And like a feast you get too much of some good things and not enough of others. I complained earlier this week about not getting enough Mia Wasikowska -- the same is very nearly true of all the female characters, save Eliza Scanlen and maybe Riley Keough, although the latter's character remains a festering question mark. Which is okay -- most of these people don't seem to know themselves (who does) and a movie that knows that isn't not doing its job. It knows better.
That said everybody's wrestling with their own gods in their own ways, and some of the dishes began to seem redundant, piled on top of each other as they are -- so many fishy preachers, all to the same ends.

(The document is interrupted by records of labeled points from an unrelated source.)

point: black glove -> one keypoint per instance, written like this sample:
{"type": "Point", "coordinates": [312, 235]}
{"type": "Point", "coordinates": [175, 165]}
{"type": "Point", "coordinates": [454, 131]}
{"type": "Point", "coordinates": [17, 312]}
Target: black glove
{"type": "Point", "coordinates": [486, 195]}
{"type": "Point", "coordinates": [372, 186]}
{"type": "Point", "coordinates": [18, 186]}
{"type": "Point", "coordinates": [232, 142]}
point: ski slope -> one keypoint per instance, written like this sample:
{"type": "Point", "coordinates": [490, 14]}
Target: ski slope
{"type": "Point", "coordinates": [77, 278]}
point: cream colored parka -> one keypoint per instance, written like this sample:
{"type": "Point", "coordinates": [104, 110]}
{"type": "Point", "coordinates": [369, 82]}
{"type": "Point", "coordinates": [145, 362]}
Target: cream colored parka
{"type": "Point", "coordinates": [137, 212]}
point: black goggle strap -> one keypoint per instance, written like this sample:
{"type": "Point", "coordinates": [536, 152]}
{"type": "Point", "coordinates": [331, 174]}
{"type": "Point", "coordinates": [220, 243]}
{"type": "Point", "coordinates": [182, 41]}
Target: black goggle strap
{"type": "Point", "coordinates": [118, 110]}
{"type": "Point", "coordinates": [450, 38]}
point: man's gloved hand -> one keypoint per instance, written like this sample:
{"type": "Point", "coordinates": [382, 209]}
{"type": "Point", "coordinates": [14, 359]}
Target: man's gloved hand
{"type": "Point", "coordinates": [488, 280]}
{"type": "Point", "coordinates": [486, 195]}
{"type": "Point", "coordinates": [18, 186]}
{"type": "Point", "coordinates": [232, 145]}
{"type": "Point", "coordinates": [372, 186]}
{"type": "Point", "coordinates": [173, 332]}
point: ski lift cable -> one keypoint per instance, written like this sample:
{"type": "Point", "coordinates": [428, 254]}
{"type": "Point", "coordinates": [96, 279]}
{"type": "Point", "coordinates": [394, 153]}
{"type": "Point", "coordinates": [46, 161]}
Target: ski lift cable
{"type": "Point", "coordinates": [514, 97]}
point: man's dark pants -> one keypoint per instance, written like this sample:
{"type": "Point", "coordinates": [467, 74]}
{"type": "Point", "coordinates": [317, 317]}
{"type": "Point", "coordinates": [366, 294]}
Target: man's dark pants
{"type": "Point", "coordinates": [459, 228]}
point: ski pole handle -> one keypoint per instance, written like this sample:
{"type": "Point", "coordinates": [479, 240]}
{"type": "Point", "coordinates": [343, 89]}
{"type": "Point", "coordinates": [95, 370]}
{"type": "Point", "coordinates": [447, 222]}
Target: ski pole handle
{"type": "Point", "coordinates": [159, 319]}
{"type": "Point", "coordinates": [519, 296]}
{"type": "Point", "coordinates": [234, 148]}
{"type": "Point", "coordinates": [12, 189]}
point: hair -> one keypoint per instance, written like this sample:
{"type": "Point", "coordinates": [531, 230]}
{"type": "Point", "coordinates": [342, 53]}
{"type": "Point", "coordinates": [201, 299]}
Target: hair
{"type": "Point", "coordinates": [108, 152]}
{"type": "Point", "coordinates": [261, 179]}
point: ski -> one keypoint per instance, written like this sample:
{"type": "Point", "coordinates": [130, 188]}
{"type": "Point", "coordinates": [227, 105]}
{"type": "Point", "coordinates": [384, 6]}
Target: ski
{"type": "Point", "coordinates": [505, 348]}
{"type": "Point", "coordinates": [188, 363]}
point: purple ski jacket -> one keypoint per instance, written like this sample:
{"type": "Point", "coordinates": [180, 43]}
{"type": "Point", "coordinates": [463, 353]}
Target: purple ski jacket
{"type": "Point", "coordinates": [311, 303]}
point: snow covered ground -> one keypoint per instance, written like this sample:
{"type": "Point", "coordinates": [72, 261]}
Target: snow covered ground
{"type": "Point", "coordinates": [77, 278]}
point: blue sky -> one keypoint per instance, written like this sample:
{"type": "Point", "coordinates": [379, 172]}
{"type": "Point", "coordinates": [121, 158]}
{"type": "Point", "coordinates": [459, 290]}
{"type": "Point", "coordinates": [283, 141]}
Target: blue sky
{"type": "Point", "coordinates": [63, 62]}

If you want me to see generations falling under the spider-faced spells of the same madness I need to feel the time pass a little better, otherwise it begins to blend, a pile-up of flavors and Robert Pattinson Accent taste sensations -- I just wanna savor the ham, Antonio Campos! Let me savor Rob's ham!
My main complaint, which is only half a complaint, is everybody's doing good work here -- I believed in this place, even as it stuffed itself to the gills with gothic melodrama, and I wanted to spend more time in here rifling around. I wanted some patience, a slow burn, but I got a loping forest fire instead. I'm sure Pollock could've told everybody involved if you let a fire breathe, give it some oxygen, it'll light up even prettier. He seems the type to know.
1 comment:
what a mess this film was!! Why does Hollywood always assume that Pentecostal rednecks have so much drama in their lives? I grew up around Pentecostal rednecks (as a Catholic I stuck out like a sore thumb) and believe me, they weren't that interesting.